Trauma and Terror

A sweeping sense of despair and hopelessness over the unjustifiable and heinous actions committed against the people and the intelligentsia of the times pervades the works of Akhmatova and the Mandelstams. The hopelessness comes from the systematic breaking down of the individual and their sanity, so that the persecuted are waiting for death to be granted to them as a kind of mercy and relief from their present reality.

In Akhmatova’s poems, as we have seen before, uses herself as her own muse and writes of herself in the third person, although to produce a different effect: here this intentional distancing and separation from herself allows for her to write about herself in more general terms, making her character able to encapsulate the plight of other individuals, artists or not. However on a deeper and physiological level, it is in itself a manifestation of trauma. Separating yourself from a traumatic incident is one coping mechanism, in which you are able to deny that it happened to you, imagining another separate entity to be victim of your history. This is exemplified in part III: “No this is not me – someone else suffers. / I couldn’t stand this: let black drapes / cover what happened…” However even this is confused throughout her writings, where her own identity bleeds through, making the identity of the victim unclear, proving that Akhmatova herself is the true inspiration for her works, in part II she writes:  “This woman is sick, / This woman is alone, / husband in the grave, son in prison, / pray for me.” The “me” at the very end betrays the woman’s identity.

A striking component of these writings was the separation of the individual from the outside world, and more specifically the separation from the family. As we see with Akhmatova, what haunts her throughout her imprisonment was the despair of knowing that the regime had killed her husband and had also imprisoned her son. The uncertainty of whether her son would live or die weighed greatly on her and brought her to the point of welcoming death. In Mandelstam’s writing, she wrote about the imprisonment of her husband and how the regime attempted to systematically break him down, by hindering his sleep patters, as well as potentially making him listen to the far off voice of a woman that in his delusional state thought was the voice of his wife.

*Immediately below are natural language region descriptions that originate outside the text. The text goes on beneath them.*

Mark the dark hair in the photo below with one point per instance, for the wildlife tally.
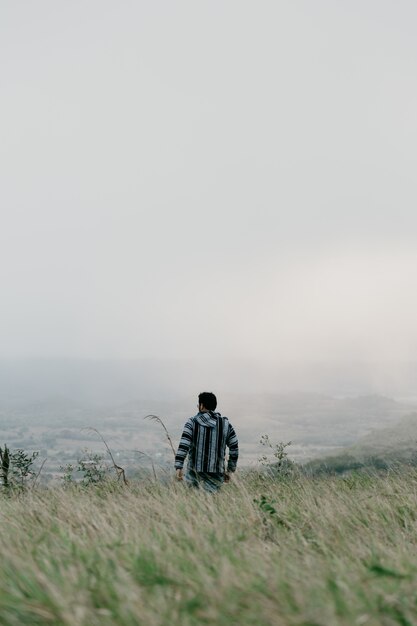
(208, 400)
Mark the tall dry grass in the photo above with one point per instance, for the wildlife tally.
(302, 551)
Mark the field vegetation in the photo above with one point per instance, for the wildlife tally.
(268, 549)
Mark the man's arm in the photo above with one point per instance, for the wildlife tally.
(184, 447)
(233, 445)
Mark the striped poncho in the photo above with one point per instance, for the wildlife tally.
(205, 438)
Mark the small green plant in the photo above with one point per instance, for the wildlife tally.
(278, 463)
(68, 474)
(5, 465)
(16, 467)
(92, 469)
(266, 505)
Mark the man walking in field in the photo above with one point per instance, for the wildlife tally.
(204, 439)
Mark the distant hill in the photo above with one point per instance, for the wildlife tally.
(380, 448)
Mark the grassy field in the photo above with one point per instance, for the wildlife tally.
(302, 551)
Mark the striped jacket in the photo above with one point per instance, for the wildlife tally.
(204, 439)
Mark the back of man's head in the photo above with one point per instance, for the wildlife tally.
(208, 400)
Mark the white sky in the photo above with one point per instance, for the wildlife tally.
(228, 178)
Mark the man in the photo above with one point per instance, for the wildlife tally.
(204, 439)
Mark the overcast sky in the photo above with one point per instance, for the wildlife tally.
(227, 178)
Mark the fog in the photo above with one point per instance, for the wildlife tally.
(228, 185)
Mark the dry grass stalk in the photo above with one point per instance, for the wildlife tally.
(119, 470)
(157, 419)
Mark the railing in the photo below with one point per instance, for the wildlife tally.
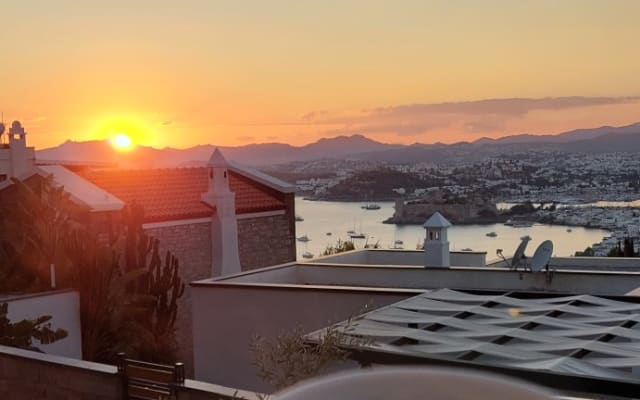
(149, 381)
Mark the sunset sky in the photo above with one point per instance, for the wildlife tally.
(182, 73)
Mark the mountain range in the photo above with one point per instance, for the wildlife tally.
(596, 140)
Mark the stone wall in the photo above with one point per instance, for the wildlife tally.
(262, 241)
(266, 241)
(191, 244)
(27, 375)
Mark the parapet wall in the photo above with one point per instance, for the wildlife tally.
(28, 375)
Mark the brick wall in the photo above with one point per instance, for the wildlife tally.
(266, 241)
(191, 244)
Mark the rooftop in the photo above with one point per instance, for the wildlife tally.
(577, 335)
(175, 193)
(379, 270)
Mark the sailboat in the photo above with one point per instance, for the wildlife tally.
(356, 235)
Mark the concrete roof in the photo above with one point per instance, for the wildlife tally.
(83, 191)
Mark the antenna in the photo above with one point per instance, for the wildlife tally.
(519, 254)
(542, 256)
(2, 126)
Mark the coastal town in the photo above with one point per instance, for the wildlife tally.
(551, 187)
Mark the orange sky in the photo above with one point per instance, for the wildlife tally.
(234, 72)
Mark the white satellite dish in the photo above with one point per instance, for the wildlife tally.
(542, 256)
(519, 254)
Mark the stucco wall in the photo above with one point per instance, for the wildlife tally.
(27, 375)
(227, 317)
(63, 307)
(191, 244)
(266, 241)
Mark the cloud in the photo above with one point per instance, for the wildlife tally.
(311, 116)
(481, 116)
(509, 107)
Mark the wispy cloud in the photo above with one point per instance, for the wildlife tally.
(481, 116)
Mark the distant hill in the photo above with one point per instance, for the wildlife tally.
(603, 139)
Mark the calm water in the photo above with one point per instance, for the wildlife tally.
(337, 218)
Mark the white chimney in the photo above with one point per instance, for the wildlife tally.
(224, 225)
(16, 159)
(436, 243)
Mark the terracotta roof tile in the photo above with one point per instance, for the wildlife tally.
(173, 194)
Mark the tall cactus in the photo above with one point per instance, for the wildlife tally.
(157, 289)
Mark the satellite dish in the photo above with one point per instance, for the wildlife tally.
(542, 256)
(519, 254)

She writes this: “Methods like these are only possible when if a prisoner’s links to the world are broken from the moment of his arrest.” It was also shocking to witness the acceptance of their reality to the point where exiles were longer something to be afraid of since they were subject to them so frequently, and more surprising the attempt at committing suicide by slashing one’s wrist as “being the most natural thing in the world.” This, then is only one of the many effects of trauma produced by Stalin’s harsh regime.